Aftermath of recent equity rally illustrates importance of retrospection

  • By Jonathan Davis, Financial Times
  • Published: 00:00 November 7, 2009
  • Gulf News

Happy the fund manager, policymaker, or retail investor who could, hand on heart, echo the sentiments of Frank Sinatra's signature tune: "Regrets — I have had a few, but then again too few to mention ...". They may do it their way, but it is rare indeed for that way to be free of regrets. More often, the regrets are too many, not too few, to mention.

It took me many years to realise the force of Charlie Munger's observation that the aim of investment is to minimise regret, or to minimise the opportunity cost of the decisions that you make.

Acting in good faith is a necessary but insufficient condition for achieving successful long-term results. Quality of thinking, provided that includes retrospective analysis, and temperamental maturity matter much more.

Keeping the concept of minimising regret in mind can lead to some powerful changes in emphasis and approach. Just as corporations rarely spend much time analysing the outcome of their investment decisions, which condemns them to repeat them again in future, so professional investors are typically far more interested in analysing the next good thing at the expense of understanding why the last good thing turned out to be so disappointing.

Equity example

Yet the latter approach will never be time wasted. The strength of the recent equity market rally provides a perfect example. Only those who had experienced or studied the way that previous bear markets end are likely to have avoided being caught out by the force of the recovery, which has sent emerging market equities up by 80 per cent in some cases, and the S&P index by 50 per cent from March lows. The process may still not be over, as there remains plenty of uninvested cash sitting in institutional and discretionary accounts. As the year end approaches, fund managers who have been left behind are suffering huge dollops of regret.

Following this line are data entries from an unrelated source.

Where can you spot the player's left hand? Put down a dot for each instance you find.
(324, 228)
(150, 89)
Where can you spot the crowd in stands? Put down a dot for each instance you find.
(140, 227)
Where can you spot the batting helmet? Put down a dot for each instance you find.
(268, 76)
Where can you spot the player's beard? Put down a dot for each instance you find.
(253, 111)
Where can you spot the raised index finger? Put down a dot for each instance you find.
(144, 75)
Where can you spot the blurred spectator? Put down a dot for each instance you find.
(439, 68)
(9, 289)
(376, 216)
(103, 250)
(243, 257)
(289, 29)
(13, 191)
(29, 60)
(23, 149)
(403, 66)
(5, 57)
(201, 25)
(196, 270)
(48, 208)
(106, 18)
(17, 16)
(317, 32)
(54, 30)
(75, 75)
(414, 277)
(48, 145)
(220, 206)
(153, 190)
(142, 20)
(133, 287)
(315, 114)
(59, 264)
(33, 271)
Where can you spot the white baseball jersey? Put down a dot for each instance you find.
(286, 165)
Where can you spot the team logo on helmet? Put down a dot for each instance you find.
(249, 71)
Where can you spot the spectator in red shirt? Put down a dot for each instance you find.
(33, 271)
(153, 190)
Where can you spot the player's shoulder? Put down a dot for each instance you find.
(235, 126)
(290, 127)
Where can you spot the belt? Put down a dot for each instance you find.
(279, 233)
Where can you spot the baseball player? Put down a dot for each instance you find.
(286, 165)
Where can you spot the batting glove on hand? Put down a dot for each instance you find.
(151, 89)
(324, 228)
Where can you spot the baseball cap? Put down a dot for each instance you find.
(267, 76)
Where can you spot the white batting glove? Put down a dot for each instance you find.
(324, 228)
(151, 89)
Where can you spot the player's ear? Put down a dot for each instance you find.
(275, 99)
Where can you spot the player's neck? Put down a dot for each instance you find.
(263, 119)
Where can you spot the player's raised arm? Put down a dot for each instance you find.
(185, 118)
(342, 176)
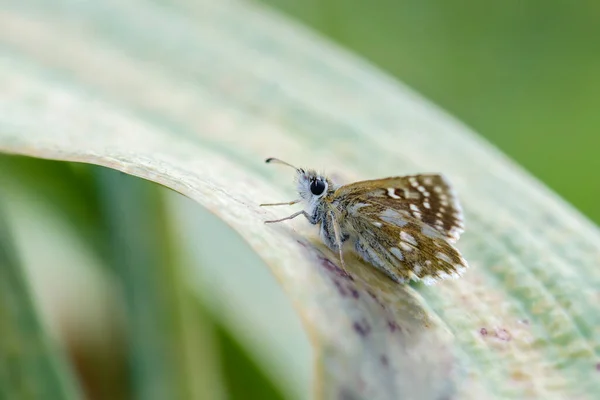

The chances are however that unless they absorb the lessons of their failure to spot the change in market dynamics this time round, they will make the same mistakes again in future.

For the retail investor, the paradox is that the regulators' sensible (but largely futile) strictures against reliance on past performance may also have a downside, if the message obscures the fact that analysing past performance is a prerequisite to doing better in future.